自分はこれからスターになるんだから一般人と付き合うきはまったくないと。娘とは気晴らしで付き合ったのだと。こんなひどいことを聞いて黙っていられる母はいます?正直、殺したい気持ちもありました。しかし、薫の愛する男を殺めるわけにはいけないと、自分に言い聞かせました」
ここで大原警部は穏やかに口を開いた。
「内田薫を助けるには殺人ではなく、他にもいろいろんな方法があるのではないかと思いますが」
「警部の言うどおりです。わたくしが愚かだったからです。薫を捨てなかったら、あの子もこんな目にあわなかったのかもしれません。すべて、わたくしが悪いんです」
橘れいこの目で涙が見えた。
「自分をあんまり責めないでください。内田薫には本当の事を教えた方がいいと思いますが」
「なかなか言えません。薫を捜してる時、とても見込みがなくて、諦めたことがありました。自分が癌にかかったことを知り、また捜し始めたのです。勝手に家族を捨てて、今は勝手に探しに来て、母親としての責任をはたしたことは一度もないのに、どうすればいいでしょうか?」
「大丈夫ですよ。内田薫もきっと分ってくれます。今からでもすべてを話してあげたほうがいいと思います」大原警部は優しくなだめた。
大原警部はふと橘れいこが気になっていたアパートに住んでいる思いつめた顔をした男性の事を思いだした。
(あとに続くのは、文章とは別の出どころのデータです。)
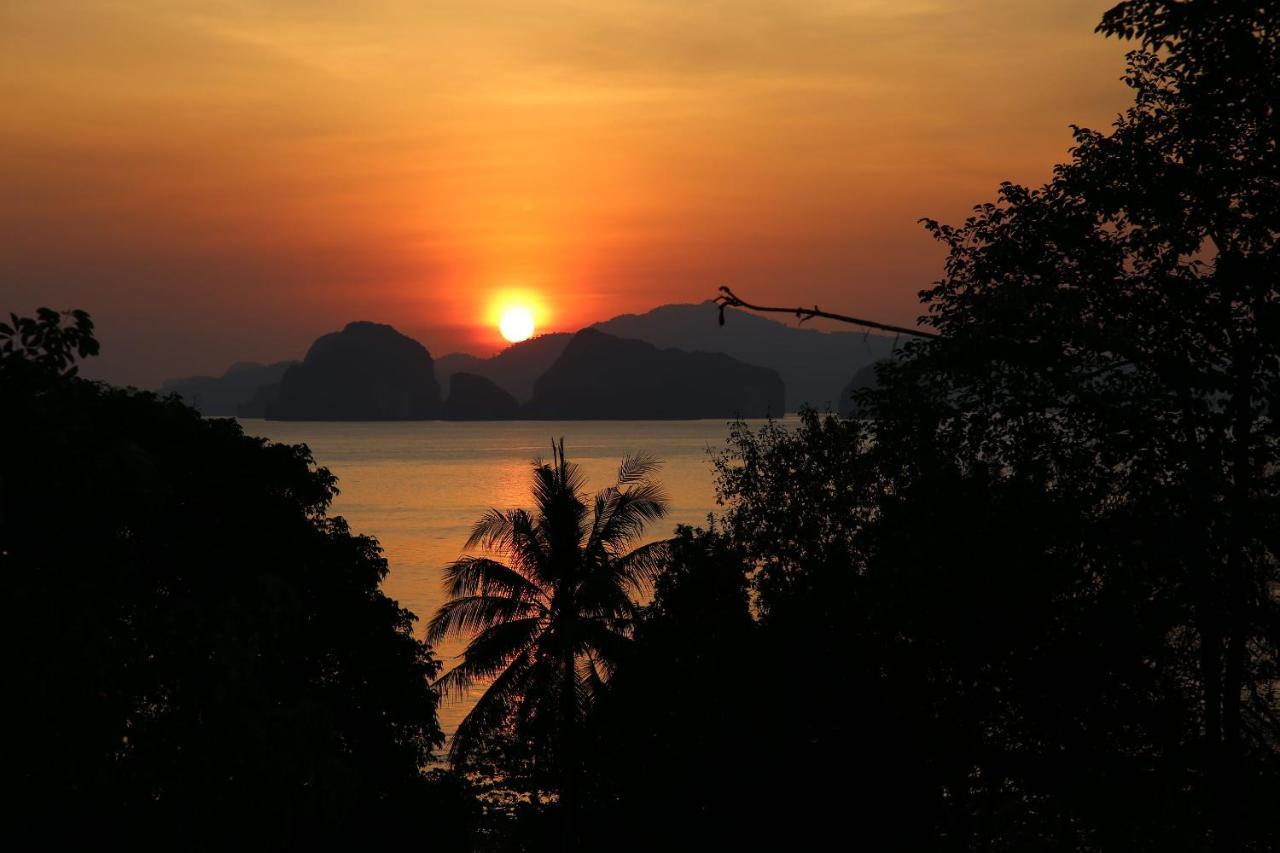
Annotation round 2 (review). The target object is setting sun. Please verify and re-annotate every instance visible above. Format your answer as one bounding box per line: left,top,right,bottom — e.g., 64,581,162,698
498,305,534,343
ポケットから2枚の写真を取り出して見せた。
「この間おっしゃっていた男性の事ですけど、どなたかまだ覚えてますか?」
「はい、確かにこの方です」
「なぜこの男性の事がひっかかったのですか?」
「なぜかというと、雰囲気が違ったからだと思います。普通の時はとても感じのいい方でした。しかし、あの日にかぎって別人のように見えましたので、覚えていたと思います」
大原警部の考えどおりに、鈴木竜だった。
鈴木竜の別人のように見える場面は自分も目撃したと大原警部は思い出した。一瞬の出来事だけど、あれは確かに演技ではなかった。
これ以上、聞き出すことはないと判断した大原警部は、橘れいこの事を駆けつけた他の警察に任せて陶芸教室を離れた。